The fact that high government officials were commanding the emperor himself to kowtow during the ritual of the Three Prostrations demonstrates how these two key institutions — the imperial and the bureaucratic — were intertwined and in fact, interdependent. Consider that by the time of the Qing dynasty the governmental bureaucracy in China had already been around for hundreds of years. The ceremonies that the new Qing emperors were taking up were not invented by the Qing, or even the Ming who preceded them. These rituals were ancient, and the continuity of these rituals and the traditions they expressed were in the hands of an enduring bureaucracy.
The Yongzheng Emperor Offering Sacrifices at the Altar of the God of Agriculture (detail), 1723-35
Anonymous court artists, Qing dynasty
Handscroll; ink and color on silk
61.8 x 467.8 cm
© The Palace Museum, Beijing
In the Chinese tradition, the emperor did not necessarily have the absolute power that is associated with the traditional monarchies of Europe. The emperor’s actions had to be tempered by basic political expectations, and he had to act properly as an integral part of the cosmic order. The expectation was that an emperor should be an exceptional being — a sage king — and his right to rule was contingent upon his ability to skillfully mediate the cosmic forces. As mediator between Heaven and Earth, the emperor was thought to be a major participant in all cosmic actions, and as such he had to conduct himself accordingly, or the repercussions, in terms of cosmic dislocation, could be very serious. If things went wrong — a bad crop year, for instance — the emperor could be held responsible. He could be overthrown, and this would be considered legitimate. When such an overthrow occurred, it would be understood that the emperor had “lost” the Mandate of Heaven. In this way the notion of imperial legitimacy was fundamentally linked to the notion of maintaining the cosmic order.
When the conquering Manchus overthrew the reigning Ming dynasty and established the Qing dynasty in 1644, they announced that the Ming had lost the Mandate of Heaven. However they also continued to worship the Ming emperors throughout the 268-year duration of the Qing dynasty. Why did the Manchu Qing rulers do this? Because the Mandate of Heaven was centered on the principle of legitimacy — meaning that the Ming (and others before the Ming) had legitimately held the Mandate at one point in time, but no longer. The Qing buttressed their own claim to the Mandate by acknowledging the Ming’s legitimate claim to it in the past. In continuing to worship the Ming emperors as they did, the Qing were asserting the legitimacy of the entire system that dictated who could “rightfully” be an emperor of China, because in fact it was this system that allowed them to present themselves to the populace as “Sons of Heaven” rather than as conquering foreigners who had no legitimate claim over China.
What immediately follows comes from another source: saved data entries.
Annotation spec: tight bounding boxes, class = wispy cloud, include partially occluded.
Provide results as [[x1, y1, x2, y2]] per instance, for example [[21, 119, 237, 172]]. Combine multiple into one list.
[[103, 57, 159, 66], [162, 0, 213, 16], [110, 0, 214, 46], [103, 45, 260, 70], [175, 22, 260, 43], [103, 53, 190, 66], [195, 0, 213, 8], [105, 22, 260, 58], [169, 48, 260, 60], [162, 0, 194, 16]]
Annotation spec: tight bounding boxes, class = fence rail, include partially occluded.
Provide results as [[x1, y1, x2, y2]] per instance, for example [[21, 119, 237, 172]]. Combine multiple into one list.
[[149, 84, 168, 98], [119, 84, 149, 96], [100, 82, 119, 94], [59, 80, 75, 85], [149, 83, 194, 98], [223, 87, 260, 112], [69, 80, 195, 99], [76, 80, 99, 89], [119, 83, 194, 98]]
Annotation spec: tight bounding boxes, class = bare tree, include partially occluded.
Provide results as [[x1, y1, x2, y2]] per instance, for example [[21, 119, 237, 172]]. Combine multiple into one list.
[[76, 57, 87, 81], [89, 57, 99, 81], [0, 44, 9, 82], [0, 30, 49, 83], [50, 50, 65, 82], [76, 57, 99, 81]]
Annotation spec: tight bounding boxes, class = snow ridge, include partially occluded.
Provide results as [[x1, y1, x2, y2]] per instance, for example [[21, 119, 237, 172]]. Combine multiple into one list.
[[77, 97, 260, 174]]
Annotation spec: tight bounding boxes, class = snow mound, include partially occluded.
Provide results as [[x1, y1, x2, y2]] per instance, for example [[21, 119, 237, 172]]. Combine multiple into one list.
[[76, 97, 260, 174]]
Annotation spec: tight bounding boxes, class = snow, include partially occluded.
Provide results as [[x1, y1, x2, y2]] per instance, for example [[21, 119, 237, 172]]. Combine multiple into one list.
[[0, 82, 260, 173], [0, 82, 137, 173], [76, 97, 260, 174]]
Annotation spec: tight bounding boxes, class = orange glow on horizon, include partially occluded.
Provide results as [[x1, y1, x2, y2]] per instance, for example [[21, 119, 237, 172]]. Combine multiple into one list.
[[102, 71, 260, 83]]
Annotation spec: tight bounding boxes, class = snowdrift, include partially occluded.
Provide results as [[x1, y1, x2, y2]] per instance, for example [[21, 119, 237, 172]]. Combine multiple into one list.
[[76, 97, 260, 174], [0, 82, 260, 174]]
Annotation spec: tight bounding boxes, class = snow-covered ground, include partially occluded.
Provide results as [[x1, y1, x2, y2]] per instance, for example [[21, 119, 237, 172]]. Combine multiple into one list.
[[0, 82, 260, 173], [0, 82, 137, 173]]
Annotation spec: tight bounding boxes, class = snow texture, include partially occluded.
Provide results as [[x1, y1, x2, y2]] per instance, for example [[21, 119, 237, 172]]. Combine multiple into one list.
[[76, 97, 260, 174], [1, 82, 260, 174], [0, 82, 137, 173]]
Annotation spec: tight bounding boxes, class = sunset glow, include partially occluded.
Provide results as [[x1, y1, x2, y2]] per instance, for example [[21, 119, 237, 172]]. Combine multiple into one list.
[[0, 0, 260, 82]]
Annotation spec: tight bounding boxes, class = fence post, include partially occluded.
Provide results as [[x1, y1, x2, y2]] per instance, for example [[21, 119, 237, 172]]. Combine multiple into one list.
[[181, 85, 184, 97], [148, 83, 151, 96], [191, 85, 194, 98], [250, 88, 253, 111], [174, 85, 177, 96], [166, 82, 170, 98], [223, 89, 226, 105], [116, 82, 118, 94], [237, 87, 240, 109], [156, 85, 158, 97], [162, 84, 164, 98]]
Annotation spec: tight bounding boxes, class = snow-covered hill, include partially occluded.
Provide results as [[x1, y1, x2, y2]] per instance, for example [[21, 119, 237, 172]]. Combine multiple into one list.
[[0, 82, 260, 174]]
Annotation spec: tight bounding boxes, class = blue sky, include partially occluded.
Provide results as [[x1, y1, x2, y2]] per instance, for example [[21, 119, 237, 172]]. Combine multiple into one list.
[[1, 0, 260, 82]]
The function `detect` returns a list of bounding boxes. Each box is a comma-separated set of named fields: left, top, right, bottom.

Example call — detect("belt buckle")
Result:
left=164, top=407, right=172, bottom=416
In other domains, however, the Qing decided to maintain their Manchu ethnicity, and even linked their own political power to this separation. This contradiction — of acting as “Chinese” emperors at the same time that they were maintaining their separate Manchu identity — was something that the Qing never successfully resolved. And it could be argued that, in the end, this was a mistake that cost the Manchus their dynasty, for anti-Manchu sentiment was at its height toward the end of the Qing and certainly contributed to the dynasty’s collapse in 1911.